Since I live close to sea level and we boil the pickles for 10 minutes, there is no need to pre-sterilize the jars. All you have to do is wash and rinse before filling.
If you are at a higher altitude, you can just boil the pickles for as many extra minutes needed, up to 5 extra minutes. The pickles will be fine boiling for up to 15 minutes. Very high altitudes may want to go ahead and pre-sterilize first, to be safe.
Can You Reuse Mason Jars?
You can reuse mason jars again and again. You can also reuse the screw rings. However, you can NOT reuse the vacuum seal lids.
The good news is that you can buy the vacuum lids separately and just swap them out with each batch.
Is Canning Pickles Safe?
One of the biggest concerns with canning anything is botulism. Even though botulism poisoning is fairly uncommon, it can be quite serious.
The bacteria that causes botulism thrives in low oxygen environments — like a sealed can of food. Things that are low-acidity are especially susceptible.
On the other hand, a high-acidity environment, like the vinegar based pickling liquid, prevents the growth of botulism-causing spores.
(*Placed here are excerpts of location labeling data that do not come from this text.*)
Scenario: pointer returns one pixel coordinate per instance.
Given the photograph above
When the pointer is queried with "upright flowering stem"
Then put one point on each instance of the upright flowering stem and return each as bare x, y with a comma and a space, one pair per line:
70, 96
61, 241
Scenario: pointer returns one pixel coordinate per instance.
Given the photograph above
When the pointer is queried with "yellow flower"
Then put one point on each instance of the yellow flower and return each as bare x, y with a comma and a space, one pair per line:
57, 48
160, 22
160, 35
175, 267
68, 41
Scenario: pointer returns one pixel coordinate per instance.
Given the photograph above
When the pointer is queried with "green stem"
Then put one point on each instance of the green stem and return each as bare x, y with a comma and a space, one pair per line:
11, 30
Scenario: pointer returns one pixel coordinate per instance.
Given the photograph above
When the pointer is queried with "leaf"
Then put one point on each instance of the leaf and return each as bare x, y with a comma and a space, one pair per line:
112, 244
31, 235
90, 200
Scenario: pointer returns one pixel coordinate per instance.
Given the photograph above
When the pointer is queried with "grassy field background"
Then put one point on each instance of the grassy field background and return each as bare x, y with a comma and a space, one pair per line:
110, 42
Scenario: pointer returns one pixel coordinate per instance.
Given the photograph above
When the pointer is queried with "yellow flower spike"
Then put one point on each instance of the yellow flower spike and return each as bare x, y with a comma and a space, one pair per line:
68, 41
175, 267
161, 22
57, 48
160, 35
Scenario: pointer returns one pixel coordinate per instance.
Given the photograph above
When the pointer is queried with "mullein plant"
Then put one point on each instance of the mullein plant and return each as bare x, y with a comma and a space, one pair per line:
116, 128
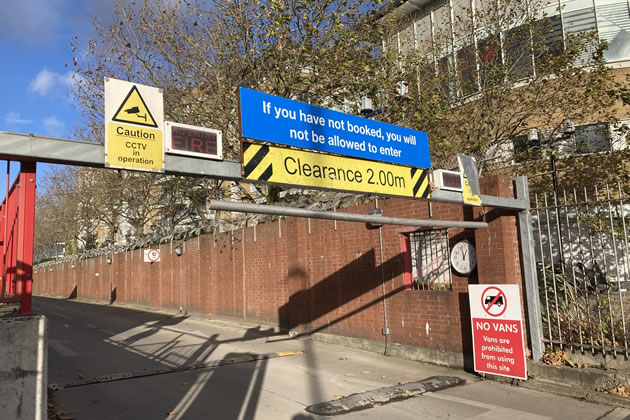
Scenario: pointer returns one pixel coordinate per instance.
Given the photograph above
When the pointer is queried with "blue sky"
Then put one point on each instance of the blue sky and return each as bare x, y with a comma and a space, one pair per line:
36, 64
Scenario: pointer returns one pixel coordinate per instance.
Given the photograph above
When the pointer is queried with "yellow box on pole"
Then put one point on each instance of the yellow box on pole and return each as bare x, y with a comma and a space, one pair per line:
134, 126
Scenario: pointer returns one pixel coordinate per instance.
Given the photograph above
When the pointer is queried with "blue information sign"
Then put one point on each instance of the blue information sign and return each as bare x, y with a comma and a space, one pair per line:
279, 120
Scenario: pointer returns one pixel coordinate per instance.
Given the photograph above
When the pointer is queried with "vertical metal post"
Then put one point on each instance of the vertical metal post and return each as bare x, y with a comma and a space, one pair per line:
26, 229
5, 239
532, 297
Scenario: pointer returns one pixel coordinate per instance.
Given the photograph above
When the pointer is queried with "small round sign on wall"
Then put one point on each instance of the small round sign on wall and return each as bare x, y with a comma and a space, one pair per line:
152, 255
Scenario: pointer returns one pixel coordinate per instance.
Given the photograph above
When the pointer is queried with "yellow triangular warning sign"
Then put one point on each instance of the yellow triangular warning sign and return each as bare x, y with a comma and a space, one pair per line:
133, 110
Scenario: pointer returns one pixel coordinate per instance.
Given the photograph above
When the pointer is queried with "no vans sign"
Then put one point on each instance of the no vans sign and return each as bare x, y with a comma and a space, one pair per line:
497, 329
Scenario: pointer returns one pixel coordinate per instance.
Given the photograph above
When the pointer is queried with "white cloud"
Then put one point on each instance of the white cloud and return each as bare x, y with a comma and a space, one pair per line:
54, 127
15, 118
43, 82
49, 82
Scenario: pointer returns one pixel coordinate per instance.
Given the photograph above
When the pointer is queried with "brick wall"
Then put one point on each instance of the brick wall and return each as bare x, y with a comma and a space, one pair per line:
309, 275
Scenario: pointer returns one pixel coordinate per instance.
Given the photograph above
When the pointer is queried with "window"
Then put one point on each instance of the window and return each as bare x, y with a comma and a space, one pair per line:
613, 23
592, 138
548, 43
490, 69
518, 53
467, 70
427, 263
578, 18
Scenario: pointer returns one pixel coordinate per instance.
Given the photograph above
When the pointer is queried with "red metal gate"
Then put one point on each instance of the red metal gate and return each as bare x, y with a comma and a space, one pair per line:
17, 224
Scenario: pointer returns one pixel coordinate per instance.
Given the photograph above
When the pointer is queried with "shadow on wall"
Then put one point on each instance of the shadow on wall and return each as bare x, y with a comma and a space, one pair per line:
355, 279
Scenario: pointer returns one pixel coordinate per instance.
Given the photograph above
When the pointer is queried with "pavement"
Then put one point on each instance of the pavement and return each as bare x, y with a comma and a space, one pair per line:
111, 362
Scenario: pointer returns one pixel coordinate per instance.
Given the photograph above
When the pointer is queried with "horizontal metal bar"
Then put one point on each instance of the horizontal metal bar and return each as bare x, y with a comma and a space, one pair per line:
348, 217
453, 197
31, 148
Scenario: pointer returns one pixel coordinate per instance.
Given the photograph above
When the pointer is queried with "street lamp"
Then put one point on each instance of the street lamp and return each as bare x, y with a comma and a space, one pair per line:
568, 129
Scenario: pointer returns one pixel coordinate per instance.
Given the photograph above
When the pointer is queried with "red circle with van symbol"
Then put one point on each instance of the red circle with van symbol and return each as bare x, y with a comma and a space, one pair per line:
153, 255
494, 301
As long as you’re washing your jars and lids before use and boiling for a sufficient amount of time, your pickles should be safe to eat.
How Long Do Pickles Last on the Shelf?
When processed in a water bath, homemade pickles should last up to a year if stored in a cool, dark place. A pantry is perfect.
Once opened, keep your pickles in the fridge. As long as the pickles themselves stay submerged in the brine, they can last a few months in the fridge.
If you notice any strange odors or signs of mold, discard them.